Senin 30 Jul 2018 04:30 WIB

Menperin: Indonesia Berpotensi Besar Revolusi Industri

Menperin sebut Indonesia sebagai salah satu negara manufaktur besar.

Rep: Intan Pratiwi/ Red: Teguh Firmansyah
Menteri Perindustrian Republik Indonesia, Airlangga Hartarto
Foto: RepublikaTV/Fakhtar Kahiron Lubis
Menteri Perindustrian Republik Indonesia, Airlangga Hartarto

EKBIS.CO, JAKARTA -- Menteri Perindustrian, Airlangga Hartarto menjelaskan, Indonesia punya potensi besar dalam menerapkan revolusi industri generasi keempat.

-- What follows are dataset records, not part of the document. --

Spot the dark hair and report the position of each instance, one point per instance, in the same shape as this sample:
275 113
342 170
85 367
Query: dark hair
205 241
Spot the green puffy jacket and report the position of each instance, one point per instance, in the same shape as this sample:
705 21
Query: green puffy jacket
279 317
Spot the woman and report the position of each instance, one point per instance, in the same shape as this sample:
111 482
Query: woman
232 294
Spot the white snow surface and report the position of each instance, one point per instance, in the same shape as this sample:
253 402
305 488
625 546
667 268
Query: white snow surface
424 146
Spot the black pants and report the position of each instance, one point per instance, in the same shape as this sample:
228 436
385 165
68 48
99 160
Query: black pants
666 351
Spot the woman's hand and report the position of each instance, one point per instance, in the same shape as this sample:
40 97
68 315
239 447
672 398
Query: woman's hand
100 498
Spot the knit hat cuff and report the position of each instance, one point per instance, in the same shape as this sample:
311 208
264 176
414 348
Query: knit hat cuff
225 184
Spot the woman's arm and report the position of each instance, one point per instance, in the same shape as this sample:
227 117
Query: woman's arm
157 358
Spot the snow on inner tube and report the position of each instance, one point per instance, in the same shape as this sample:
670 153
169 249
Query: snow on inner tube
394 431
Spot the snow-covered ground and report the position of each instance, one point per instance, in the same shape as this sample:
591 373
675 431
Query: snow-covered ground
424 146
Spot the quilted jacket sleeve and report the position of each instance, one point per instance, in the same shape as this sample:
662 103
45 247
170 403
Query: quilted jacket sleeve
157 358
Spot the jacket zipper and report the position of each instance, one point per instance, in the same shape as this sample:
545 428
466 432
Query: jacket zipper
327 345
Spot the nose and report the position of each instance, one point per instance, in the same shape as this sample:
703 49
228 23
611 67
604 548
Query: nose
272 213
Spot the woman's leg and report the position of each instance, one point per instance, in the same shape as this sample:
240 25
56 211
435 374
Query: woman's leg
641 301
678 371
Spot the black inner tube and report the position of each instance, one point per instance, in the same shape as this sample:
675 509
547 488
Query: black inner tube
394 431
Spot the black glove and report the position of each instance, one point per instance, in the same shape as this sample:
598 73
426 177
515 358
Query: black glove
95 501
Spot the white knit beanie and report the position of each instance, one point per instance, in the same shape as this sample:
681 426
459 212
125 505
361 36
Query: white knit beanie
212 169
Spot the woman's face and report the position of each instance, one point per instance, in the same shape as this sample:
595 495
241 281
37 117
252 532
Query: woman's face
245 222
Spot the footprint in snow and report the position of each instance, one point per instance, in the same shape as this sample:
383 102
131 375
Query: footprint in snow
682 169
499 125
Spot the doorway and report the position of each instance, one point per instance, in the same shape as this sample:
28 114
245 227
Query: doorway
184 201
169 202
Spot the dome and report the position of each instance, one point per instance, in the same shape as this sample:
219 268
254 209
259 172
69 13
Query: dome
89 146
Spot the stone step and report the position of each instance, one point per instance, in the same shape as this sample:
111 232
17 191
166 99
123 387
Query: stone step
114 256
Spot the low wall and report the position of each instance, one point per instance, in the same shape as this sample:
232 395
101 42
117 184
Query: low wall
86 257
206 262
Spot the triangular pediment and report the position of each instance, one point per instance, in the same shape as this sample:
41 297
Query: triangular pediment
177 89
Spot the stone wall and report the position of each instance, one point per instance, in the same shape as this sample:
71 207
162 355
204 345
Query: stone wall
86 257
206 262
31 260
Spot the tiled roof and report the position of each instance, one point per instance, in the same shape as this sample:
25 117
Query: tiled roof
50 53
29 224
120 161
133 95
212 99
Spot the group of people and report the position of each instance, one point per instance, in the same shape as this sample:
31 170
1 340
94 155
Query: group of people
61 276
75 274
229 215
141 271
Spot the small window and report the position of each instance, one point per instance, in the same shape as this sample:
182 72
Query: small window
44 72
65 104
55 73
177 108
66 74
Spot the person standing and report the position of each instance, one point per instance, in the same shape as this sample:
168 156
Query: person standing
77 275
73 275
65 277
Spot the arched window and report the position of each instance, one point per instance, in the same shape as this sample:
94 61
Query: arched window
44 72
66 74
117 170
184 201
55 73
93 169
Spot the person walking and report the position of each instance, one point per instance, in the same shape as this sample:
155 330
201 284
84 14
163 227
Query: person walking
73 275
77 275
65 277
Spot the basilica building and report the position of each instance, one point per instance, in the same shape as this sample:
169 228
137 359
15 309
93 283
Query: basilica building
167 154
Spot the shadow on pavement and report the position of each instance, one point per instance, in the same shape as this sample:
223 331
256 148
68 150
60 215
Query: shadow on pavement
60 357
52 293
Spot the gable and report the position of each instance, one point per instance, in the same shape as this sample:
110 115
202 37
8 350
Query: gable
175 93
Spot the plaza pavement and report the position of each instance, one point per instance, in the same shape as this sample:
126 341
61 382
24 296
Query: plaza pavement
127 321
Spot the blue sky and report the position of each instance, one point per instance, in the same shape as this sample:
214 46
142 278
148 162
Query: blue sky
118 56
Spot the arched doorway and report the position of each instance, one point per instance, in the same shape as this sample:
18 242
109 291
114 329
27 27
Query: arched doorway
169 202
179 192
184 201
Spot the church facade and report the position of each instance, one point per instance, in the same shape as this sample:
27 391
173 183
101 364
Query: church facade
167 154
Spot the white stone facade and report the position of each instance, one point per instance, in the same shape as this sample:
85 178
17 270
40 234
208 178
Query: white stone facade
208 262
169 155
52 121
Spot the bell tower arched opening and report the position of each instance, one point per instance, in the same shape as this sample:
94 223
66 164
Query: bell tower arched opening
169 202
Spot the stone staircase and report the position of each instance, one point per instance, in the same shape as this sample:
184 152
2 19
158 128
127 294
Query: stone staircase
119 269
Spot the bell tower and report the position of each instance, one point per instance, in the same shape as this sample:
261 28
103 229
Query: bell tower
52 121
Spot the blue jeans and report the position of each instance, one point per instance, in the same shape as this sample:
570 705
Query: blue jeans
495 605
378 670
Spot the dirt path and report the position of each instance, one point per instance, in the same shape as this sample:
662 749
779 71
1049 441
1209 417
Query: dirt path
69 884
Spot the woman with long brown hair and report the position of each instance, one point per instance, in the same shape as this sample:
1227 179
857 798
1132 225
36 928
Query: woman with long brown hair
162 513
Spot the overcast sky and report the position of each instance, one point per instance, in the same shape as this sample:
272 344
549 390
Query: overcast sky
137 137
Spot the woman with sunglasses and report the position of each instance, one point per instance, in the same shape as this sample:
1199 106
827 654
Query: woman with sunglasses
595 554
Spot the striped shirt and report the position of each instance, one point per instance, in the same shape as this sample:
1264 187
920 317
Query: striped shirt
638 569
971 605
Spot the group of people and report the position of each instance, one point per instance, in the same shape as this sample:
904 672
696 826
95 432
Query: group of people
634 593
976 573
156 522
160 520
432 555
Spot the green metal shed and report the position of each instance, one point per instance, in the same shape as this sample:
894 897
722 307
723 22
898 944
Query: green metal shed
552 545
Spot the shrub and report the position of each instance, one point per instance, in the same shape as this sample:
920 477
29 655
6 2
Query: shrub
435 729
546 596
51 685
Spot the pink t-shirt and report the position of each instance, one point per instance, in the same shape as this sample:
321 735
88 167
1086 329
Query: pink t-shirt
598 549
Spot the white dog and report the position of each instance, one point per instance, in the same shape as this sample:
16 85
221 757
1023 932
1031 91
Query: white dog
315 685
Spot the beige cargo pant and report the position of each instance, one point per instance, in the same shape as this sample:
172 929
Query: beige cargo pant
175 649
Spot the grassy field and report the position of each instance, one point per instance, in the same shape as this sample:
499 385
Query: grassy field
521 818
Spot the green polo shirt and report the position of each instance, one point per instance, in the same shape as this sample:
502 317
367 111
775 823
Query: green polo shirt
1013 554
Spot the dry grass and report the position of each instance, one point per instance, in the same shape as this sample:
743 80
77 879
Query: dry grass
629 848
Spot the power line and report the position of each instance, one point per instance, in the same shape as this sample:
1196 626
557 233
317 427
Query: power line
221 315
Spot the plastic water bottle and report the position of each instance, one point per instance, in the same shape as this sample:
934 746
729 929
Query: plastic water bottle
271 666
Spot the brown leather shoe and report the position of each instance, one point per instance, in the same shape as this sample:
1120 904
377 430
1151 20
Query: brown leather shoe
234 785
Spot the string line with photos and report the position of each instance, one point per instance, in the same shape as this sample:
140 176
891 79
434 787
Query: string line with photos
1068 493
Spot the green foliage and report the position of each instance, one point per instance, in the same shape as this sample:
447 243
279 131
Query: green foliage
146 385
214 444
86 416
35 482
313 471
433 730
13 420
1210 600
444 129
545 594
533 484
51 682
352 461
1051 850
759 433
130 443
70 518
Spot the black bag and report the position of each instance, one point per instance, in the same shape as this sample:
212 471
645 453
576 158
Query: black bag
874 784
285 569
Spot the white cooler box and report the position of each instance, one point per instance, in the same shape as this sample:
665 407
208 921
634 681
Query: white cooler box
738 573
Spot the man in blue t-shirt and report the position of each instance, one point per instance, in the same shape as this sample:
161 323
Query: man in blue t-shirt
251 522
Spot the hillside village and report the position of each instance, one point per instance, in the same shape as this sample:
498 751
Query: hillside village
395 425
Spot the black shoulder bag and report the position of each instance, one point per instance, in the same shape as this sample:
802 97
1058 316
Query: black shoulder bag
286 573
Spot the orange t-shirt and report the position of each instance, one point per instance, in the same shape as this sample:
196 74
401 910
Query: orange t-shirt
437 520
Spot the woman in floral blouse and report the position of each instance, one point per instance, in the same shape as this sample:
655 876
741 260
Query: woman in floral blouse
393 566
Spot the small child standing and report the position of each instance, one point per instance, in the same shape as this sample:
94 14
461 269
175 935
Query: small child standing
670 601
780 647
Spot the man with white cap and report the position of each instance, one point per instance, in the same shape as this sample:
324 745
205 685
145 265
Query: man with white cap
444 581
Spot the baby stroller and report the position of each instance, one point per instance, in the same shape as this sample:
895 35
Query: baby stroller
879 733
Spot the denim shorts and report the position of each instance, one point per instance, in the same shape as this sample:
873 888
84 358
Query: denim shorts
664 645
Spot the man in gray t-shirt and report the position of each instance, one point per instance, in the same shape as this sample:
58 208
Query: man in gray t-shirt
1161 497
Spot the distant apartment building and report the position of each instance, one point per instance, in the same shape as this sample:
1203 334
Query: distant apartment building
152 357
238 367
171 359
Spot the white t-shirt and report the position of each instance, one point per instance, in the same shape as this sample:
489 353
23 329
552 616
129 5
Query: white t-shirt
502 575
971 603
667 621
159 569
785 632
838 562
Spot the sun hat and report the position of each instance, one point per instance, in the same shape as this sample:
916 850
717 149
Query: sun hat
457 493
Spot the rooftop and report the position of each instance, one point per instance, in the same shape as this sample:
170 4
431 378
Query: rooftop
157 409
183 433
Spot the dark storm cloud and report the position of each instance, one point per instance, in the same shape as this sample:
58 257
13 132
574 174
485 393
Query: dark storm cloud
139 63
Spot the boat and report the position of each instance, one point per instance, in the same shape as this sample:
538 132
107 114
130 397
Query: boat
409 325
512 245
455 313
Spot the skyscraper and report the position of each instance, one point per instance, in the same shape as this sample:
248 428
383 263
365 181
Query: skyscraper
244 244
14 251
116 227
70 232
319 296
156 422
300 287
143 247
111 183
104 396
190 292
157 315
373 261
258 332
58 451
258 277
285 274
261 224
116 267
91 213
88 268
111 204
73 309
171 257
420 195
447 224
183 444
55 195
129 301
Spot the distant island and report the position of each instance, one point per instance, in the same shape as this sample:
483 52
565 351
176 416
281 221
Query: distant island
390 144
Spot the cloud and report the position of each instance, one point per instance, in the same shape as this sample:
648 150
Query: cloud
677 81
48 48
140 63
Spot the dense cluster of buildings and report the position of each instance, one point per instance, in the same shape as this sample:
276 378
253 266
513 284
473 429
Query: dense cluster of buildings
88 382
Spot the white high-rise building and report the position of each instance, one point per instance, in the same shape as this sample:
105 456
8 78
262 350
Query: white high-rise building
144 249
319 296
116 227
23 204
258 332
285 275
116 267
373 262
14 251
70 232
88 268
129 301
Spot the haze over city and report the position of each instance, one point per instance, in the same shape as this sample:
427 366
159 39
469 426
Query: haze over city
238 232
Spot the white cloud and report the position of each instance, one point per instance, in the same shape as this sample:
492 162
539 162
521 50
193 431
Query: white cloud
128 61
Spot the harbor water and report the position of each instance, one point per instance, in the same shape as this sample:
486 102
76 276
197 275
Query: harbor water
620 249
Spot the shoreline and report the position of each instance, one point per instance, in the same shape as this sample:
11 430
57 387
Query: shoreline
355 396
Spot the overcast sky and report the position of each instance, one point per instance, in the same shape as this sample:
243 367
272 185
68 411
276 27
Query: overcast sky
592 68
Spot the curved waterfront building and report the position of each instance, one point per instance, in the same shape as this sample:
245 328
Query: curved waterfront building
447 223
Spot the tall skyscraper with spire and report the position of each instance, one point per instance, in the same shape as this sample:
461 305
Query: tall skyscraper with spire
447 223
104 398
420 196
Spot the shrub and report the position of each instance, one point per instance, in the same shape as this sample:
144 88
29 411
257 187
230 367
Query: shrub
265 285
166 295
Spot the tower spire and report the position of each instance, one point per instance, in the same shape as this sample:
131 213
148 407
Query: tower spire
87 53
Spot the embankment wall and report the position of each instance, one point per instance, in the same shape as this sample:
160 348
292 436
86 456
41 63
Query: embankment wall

Apalagi, Indonesia telah menjadi basis produksi sektor manufaktur dari perusahaan-perusahaan global untuk memenuhi pasar domestik dan ekspor. 

Airlangga menceritakan, implementasi industri 4.0 pertama kali didorong oleh Jerman pada 2011. Alasannya, mereka ingin mengembalikan sektor manufaktur menjadi kekuatan perekonomiannya.

“Jadi, apabila kita ingin masuk ke negara maju, tidak hanya berbasis jasa. Selama ini sektor manufaktur kita memberikan kontribusi yang besar terhadap PDB. Di Eropa, tidak punya SDM melimpah, sehingga lari ke otomatisasi, robotik, dan seterusnya. Kita lihat juga negara lain di Asia, seperti India dan Thailand yang fokus pada pengembangan sektor manufaktur,” paparnya.

Baca juga, Jokowi: Tekanan Ekonomi Globar Harus Kita Hadapi Bersama.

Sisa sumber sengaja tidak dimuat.